2. An Overhauled Mustang
With the long-awaited arrival of the S550 GT500, there is a high chance that Ford Performance, like the Corvette team, has maxed out the capabilities of their car’s current layout. Similar to the Camaro post above, shrinking the vehicle overall and getting rid of the back seats (which they already do in the GT350R and GT500 with the CFTP) could bump the ‘Stang up to a level Ford has only dreamed of up to this point.
Foreign competition could also get in on the action but it is unlikely that they could/would want to at a competitive price point. A couple to keep an eye on anyway are:
1. A new Porsche 928
There are a lot of compelling renders of this car out there, google it! A sportier Panamera coupe is all but guaranteed to be an outstanding vehicle.

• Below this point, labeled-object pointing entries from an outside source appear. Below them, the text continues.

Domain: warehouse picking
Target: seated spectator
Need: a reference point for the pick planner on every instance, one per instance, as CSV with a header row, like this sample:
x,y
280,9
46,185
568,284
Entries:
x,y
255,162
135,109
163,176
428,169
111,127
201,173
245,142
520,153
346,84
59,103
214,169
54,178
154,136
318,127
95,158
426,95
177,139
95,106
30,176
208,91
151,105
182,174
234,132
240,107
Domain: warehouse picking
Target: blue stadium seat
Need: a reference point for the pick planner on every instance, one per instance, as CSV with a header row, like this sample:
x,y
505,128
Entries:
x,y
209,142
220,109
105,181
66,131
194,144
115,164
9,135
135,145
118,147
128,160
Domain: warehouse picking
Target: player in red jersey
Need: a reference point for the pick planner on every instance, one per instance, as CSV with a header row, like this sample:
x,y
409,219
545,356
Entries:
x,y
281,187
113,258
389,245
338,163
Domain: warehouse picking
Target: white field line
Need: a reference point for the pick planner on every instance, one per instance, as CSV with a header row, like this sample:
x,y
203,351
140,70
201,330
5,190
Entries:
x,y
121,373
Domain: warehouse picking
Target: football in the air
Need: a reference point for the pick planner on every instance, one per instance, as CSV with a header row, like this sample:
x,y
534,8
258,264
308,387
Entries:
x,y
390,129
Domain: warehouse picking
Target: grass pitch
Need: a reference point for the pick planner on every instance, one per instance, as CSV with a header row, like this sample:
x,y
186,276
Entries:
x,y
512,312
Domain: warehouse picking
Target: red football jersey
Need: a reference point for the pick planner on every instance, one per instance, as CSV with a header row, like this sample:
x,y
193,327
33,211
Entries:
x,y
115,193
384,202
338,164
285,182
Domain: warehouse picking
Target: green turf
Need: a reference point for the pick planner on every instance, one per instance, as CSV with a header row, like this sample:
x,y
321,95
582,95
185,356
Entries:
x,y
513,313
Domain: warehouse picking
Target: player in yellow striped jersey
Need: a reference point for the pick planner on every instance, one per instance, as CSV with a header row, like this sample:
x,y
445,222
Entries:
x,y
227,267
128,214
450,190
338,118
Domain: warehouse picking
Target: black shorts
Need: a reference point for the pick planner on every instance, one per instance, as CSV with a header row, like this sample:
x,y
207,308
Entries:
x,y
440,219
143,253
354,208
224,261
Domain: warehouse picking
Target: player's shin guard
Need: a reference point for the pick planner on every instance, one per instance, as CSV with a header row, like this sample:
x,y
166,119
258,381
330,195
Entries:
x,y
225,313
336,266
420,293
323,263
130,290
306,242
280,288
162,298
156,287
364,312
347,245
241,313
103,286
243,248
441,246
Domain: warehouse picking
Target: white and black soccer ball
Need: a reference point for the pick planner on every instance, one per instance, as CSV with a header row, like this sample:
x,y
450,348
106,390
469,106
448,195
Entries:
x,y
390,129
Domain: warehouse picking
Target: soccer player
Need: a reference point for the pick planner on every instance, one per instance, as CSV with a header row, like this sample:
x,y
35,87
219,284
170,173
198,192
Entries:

2. A more-entry level AMG GT
Mercedes-AMG’s front-engine sports car, which is rumored to get a new Turbo-6 entry variant. We (and the rest of the world) would much rather see a new naturally aspirated V8 base car under the top-end twin-turbo V8 models.
3. Many others
A revamped Jaguar F-Type could move in to claim some former ‘Vette customers, as could an entry Aston Martin V8 Vantage (which could accompany the previously mentioned AMG GT, which already supplies Aston with their V8s).
The void left by the front-engine Corvette could actually be filled by a number of custom coachbuilders who utilize the C7 Corvette as a starting point for their own designs. The featured image at the top of the page shows the C7-based “Throwback” model from Equus Automotive that is built on a C7 Chassis.
We could go on and on, some company might even step up and surprise the whole industry but listed here are the most likely candidates; brands that have enough cachet to possibly lure fans of a nameplate as storied as the Corvette. Time will tell what the market decides about the C8 and we are inclined to agree with Tadge and Co. about the security of the ‘Vette’s market share but the wide-reaching ramifications of their choice to go mid-engine is an interesting thing to ponder.